OK, but so there are several lessons. And that is we have something that's completely classical, and we understand what it is. And then, we have this extra thing that is a consequence of the permutation symmetry.

And so this extra thing we calculated too big. But it says that if we have states that belong to the same electronic configuration-- in other words, if we specify the orbitals that are occupied, there's going to be more than one electronic state. And so configurations split into many different electronic states. And we know the machinery that enables us to calculate their relative energies. And some of it is simple Coulomb's law. And some of it is something that's caused by the required permutation symmetry.

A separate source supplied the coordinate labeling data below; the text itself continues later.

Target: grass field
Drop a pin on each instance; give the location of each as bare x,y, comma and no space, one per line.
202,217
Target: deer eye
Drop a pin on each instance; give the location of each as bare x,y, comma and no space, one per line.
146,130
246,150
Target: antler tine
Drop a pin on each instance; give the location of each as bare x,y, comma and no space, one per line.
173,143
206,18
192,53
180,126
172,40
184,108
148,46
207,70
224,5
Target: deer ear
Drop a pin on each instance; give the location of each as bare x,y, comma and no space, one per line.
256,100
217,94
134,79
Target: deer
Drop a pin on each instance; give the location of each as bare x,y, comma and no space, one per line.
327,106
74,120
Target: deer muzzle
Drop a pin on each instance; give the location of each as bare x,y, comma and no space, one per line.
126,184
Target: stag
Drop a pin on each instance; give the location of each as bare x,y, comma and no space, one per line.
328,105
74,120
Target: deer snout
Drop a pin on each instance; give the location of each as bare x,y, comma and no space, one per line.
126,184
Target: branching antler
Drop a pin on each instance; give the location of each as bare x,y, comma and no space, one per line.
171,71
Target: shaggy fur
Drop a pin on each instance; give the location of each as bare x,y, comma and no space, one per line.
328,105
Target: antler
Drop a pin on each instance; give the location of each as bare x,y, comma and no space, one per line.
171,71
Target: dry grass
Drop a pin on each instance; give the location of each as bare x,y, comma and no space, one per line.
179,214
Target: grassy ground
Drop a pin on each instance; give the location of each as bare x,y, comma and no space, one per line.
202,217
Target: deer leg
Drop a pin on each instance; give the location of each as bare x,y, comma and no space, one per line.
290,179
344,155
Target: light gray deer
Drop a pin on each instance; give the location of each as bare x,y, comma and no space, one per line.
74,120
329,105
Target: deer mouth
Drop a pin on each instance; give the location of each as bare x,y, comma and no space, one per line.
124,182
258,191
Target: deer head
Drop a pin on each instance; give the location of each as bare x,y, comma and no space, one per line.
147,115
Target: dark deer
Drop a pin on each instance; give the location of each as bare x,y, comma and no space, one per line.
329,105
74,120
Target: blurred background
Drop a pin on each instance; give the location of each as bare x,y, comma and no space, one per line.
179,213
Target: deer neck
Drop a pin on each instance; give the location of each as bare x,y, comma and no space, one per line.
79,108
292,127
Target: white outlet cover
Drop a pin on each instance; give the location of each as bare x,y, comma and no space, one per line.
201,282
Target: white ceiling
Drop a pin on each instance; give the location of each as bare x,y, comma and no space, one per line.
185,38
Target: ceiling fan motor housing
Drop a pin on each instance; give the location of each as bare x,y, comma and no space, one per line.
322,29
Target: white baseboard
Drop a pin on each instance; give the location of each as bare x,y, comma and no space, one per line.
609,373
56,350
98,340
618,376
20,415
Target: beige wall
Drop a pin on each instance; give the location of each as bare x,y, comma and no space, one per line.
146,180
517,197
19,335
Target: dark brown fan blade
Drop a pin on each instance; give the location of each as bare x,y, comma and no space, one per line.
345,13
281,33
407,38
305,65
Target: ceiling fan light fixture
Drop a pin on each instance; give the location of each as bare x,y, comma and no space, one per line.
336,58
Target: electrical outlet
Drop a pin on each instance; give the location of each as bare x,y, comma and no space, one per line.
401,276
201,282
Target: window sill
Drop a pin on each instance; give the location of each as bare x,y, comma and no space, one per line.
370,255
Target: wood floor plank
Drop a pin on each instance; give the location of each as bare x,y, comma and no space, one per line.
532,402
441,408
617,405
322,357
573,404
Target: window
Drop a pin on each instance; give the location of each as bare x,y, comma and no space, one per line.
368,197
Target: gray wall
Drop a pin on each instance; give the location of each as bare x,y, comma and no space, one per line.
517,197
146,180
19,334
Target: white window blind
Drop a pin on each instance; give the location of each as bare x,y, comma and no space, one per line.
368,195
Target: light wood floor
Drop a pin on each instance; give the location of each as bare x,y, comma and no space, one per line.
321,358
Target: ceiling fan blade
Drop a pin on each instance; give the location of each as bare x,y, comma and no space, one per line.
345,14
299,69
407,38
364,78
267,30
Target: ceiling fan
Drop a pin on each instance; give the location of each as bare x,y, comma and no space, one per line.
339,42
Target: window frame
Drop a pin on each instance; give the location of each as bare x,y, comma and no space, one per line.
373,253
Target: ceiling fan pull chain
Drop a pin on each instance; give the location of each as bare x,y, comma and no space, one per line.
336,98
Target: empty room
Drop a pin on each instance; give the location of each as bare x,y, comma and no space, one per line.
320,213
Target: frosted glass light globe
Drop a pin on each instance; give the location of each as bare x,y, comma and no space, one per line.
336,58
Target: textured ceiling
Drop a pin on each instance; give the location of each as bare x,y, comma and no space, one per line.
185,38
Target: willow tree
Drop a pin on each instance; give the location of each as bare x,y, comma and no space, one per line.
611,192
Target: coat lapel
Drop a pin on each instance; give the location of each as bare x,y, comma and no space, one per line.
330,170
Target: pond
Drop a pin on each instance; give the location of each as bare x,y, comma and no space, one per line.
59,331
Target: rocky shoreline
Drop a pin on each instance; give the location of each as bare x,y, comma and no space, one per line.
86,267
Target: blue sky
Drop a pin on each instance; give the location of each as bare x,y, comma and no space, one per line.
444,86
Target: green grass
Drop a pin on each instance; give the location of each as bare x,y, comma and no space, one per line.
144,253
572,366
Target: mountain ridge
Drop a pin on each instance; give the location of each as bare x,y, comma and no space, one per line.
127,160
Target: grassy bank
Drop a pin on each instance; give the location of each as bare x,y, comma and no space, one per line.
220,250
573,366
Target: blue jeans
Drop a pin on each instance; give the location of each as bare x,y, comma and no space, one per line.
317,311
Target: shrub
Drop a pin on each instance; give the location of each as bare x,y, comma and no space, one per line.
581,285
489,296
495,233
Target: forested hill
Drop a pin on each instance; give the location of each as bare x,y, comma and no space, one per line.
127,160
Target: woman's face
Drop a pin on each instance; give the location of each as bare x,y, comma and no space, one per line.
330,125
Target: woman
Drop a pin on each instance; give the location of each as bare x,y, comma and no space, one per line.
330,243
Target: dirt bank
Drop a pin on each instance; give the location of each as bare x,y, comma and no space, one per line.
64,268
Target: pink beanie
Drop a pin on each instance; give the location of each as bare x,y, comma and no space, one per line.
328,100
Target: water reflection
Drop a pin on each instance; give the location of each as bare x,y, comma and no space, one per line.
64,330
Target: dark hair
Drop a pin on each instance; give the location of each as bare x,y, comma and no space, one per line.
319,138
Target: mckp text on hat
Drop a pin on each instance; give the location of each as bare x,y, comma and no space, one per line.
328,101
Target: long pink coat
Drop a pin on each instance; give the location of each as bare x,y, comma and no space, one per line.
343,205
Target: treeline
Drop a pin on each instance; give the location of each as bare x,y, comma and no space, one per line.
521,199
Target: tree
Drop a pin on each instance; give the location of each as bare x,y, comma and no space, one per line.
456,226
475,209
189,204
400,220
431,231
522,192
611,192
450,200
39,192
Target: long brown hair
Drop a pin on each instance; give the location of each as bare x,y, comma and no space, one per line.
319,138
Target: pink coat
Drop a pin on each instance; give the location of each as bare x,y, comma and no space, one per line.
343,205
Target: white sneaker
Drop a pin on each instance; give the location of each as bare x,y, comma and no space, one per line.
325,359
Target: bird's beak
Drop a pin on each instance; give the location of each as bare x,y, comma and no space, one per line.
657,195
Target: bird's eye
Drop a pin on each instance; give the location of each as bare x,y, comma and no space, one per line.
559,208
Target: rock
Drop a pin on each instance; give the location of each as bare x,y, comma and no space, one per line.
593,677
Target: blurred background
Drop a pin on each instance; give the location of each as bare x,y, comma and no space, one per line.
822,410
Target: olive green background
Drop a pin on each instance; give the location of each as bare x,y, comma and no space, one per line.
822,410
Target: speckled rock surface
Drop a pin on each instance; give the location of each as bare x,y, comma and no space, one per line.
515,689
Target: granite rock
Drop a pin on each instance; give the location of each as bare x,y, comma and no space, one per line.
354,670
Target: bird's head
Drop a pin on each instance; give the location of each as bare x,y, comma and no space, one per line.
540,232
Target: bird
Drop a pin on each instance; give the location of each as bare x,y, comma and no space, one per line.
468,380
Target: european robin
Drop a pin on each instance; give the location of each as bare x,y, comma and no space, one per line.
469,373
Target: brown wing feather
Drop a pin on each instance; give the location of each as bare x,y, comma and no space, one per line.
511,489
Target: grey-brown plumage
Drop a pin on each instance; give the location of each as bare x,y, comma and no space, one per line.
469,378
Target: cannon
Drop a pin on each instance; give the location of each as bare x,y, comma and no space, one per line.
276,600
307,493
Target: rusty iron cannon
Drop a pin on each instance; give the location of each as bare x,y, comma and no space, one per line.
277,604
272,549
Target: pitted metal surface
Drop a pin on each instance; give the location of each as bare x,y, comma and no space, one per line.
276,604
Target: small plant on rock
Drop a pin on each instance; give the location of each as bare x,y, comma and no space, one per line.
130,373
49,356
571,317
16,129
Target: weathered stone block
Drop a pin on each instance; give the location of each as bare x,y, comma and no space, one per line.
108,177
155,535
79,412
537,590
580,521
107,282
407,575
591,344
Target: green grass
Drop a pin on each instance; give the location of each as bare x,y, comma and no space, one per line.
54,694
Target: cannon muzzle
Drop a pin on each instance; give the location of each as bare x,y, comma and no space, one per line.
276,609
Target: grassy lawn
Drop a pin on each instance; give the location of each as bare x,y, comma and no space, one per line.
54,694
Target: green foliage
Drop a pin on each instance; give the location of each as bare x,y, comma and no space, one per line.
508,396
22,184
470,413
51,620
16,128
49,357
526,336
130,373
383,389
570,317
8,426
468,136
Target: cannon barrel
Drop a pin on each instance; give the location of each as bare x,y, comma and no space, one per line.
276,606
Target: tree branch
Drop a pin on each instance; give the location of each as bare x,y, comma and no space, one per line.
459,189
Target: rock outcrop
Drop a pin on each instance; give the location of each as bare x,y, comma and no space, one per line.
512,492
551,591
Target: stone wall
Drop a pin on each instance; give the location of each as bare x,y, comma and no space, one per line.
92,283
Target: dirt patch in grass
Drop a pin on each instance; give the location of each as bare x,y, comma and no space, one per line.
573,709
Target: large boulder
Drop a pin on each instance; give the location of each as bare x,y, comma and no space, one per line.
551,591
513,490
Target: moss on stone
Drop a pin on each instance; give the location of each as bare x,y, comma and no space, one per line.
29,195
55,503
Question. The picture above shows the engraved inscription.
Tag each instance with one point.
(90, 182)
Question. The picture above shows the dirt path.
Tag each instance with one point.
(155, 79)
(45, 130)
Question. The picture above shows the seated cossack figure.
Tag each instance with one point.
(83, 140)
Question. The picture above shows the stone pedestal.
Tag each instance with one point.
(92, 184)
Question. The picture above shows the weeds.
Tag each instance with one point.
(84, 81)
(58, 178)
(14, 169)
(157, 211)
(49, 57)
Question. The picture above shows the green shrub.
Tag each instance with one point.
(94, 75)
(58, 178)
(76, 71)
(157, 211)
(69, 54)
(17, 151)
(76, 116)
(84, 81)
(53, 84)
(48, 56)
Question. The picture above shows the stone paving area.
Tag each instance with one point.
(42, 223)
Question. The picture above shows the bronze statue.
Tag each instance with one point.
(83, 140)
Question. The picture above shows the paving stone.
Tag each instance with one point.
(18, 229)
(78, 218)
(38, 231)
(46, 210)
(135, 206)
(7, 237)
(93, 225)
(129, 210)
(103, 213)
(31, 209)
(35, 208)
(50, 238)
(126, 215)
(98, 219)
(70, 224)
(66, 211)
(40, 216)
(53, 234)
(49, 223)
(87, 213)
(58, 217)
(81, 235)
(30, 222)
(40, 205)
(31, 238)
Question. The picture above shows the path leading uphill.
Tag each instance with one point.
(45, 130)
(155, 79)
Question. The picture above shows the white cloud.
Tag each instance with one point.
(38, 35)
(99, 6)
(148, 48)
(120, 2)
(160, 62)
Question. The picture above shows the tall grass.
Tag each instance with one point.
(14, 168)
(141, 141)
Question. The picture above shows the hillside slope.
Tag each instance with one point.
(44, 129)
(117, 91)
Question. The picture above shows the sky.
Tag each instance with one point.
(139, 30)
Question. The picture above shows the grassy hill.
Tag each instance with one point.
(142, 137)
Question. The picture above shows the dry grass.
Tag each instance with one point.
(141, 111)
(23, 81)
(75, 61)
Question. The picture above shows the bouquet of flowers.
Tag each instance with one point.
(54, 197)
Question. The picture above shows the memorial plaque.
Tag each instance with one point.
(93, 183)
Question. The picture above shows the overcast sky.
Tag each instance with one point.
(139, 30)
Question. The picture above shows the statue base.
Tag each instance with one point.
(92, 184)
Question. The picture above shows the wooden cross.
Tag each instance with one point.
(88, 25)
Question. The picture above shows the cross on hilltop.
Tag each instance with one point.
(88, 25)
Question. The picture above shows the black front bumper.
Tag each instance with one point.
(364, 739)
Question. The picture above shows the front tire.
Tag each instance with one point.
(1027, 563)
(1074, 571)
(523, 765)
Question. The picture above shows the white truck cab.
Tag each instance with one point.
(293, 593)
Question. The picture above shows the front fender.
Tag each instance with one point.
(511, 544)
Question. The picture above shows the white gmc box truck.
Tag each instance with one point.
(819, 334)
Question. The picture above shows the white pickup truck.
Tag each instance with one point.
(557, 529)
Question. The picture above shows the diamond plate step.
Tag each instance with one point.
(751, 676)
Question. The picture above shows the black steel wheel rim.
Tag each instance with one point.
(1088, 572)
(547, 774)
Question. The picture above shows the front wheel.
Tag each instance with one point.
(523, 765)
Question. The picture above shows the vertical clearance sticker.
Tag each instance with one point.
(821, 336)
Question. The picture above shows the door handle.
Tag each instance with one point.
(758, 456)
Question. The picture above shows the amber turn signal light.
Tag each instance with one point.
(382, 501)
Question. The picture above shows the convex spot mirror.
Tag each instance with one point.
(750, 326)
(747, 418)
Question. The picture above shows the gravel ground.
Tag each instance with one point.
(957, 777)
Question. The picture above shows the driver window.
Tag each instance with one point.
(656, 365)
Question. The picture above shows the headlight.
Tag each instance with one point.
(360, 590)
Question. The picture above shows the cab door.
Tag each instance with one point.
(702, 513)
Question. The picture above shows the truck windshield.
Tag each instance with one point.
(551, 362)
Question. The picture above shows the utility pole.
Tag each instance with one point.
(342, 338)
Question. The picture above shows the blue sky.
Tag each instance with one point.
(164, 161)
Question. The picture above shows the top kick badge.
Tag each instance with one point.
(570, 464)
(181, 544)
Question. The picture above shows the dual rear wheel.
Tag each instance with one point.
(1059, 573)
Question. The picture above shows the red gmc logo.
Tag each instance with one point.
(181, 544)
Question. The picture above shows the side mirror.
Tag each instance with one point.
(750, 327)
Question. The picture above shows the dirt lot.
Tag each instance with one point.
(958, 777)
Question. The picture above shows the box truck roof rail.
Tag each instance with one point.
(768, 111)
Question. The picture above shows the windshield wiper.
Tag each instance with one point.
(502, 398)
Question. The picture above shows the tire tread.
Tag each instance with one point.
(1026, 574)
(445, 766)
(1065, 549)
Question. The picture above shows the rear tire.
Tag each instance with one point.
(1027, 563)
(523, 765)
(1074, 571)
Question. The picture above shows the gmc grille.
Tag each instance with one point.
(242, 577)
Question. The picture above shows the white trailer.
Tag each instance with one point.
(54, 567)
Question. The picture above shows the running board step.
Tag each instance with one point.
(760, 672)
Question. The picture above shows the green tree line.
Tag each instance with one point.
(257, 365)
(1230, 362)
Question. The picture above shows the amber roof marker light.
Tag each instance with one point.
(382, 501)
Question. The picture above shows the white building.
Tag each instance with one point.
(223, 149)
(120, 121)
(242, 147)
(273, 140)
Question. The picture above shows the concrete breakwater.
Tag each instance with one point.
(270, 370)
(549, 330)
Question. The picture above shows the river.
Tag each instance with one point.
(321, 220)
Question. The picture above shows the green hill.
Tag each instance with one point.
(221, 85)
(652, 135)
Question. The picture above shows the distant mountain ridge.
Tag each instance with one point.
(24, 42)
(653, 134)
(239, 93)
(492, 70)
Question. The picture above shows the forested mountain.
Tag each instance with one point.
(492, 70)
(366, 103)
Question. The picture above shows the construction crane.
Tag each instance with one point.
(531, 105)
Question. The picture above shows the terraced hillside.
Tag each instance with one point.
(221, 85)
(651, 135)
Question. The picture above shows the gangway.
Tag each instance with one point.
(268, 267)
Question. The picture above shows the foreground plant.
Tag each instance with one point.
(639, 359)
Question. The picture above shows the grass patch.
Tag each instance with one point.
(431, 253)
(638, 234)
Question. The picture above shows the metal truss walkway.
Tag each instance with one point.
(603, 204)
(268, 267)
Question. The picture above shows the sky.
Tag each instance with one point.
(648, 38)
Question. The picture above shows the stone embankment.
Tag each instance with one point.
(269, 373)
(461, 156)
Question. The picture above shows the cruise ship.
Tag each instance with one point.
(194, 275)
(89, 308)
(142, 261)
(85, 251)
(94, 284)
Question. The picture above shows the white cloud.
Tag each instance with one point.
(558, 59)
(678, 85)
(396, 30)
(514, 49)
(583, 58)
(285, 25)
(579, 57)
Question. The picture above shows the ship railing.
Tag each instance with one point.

So I'm over time. But I can't believe that I got to this point because I delivered everything that was really important. When we have more than two electrons, everything I've said is true, it's just more complicated. And we have to evaluate matrix elements between determinantal wave functions, which looks like, if you have n electrons, there's n factorial terms in a determinate. And we have n factor l squared matrix elements.

And you don't want to do that. But there turns out to be a simple algebra that makes it all pop out, almost with the same level of effort as this. And so we'll talk about many electron atoms, and then we'll go on to molecules after the many electron atoms lecture. OK.